MS-ASL: A Large-Scale Data Set and Benchmark for Understanding American Sign Language
This addresses the scarcity of labeled data for sign language recognition, enabling better generalization to unseen signers and more realistic applications, though it is incremental in improving dataset scale and model performance.
The authors tackled the problem of sign language recognition by creating MS-ASL, a large-scale dataset with over 25,000 annotated videos covering 1000 signs, and proposed the I3D architecture, which outperformed the state-of-the-art by a large margin.

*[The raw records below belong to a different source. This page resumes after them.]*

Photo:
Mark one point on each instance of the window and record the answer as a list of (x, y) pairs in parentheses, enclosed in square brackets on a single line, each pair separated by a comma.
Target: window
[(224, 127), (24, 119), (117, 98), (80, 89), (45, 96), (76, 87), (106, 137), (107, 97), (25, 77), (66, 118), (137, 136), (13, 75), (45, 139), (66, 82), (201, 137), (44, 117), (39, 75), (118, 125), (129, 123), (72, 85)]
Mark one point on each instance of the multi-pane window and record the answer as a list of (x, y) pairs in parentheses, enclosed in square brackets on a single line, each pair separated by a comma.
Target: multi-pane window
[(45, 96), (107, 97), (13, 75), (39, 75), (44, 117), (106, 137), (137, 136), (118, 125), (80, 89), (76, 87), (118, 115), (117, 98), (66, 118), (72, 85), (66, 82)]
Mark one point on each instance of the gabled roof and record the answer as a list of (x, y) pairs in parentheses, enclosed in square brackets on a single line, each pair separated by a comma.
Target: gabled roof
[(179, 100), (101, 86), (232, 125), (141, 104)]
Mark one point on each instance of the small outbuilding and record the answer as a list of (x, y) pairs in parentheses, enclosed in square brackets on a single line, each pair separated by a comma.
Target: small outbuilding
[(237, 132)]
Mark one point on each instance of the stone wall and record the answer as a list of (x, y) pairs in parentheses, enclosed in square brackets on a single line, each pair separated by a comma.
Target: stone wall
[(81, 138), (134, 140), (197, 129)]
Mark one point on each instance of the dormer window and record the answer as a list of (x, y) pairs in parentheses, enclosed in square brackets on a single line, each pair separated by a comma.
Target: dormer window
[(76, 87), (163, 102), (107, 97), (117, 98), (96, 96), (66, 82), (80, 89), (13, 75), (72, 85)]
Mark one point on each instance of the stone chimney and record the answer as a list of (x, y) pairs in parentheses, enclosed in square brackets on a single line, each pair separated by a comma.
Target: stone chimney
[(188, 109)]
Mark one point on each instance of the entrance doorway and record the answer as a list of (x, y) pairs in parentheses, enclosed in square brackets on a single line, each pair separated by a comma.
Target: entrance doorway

Sign language recognition is a challenging and often underestimated problem comprising multi-modal articulators (handshape, orientation, movement, upper body and face) that integrate asynchronously on multiple streams. Learning powerful statistical models in such a scenario requires much data, particularly to apply recent advances of the field. However, labeled data is a scarce resource for sign language due to the enormous cost of transcribing these unwritten languages. We propose the first real-life large-scale sign language data set comprising over 25,000 annotated videos, which we thoroughly evaluate with state-of-the-art methods from sign and related action recognition. Unlike the current state-of-the-art, the data set allows to investigate the generalization to unseen individuals (signer-independent test) in a realistic setting with over 200 signers. Previous work mostly deals with limited vocabulary tasks, while here, we cover a large class count of 1000 signs in challenging and unconstrained real-life recording conditions. We further propose I3D, known from video classifications, as a powerful and suitable architecture for sign language recognition, outperforming the current state-of-the-art by a large margin. The data set is publicly available to the community.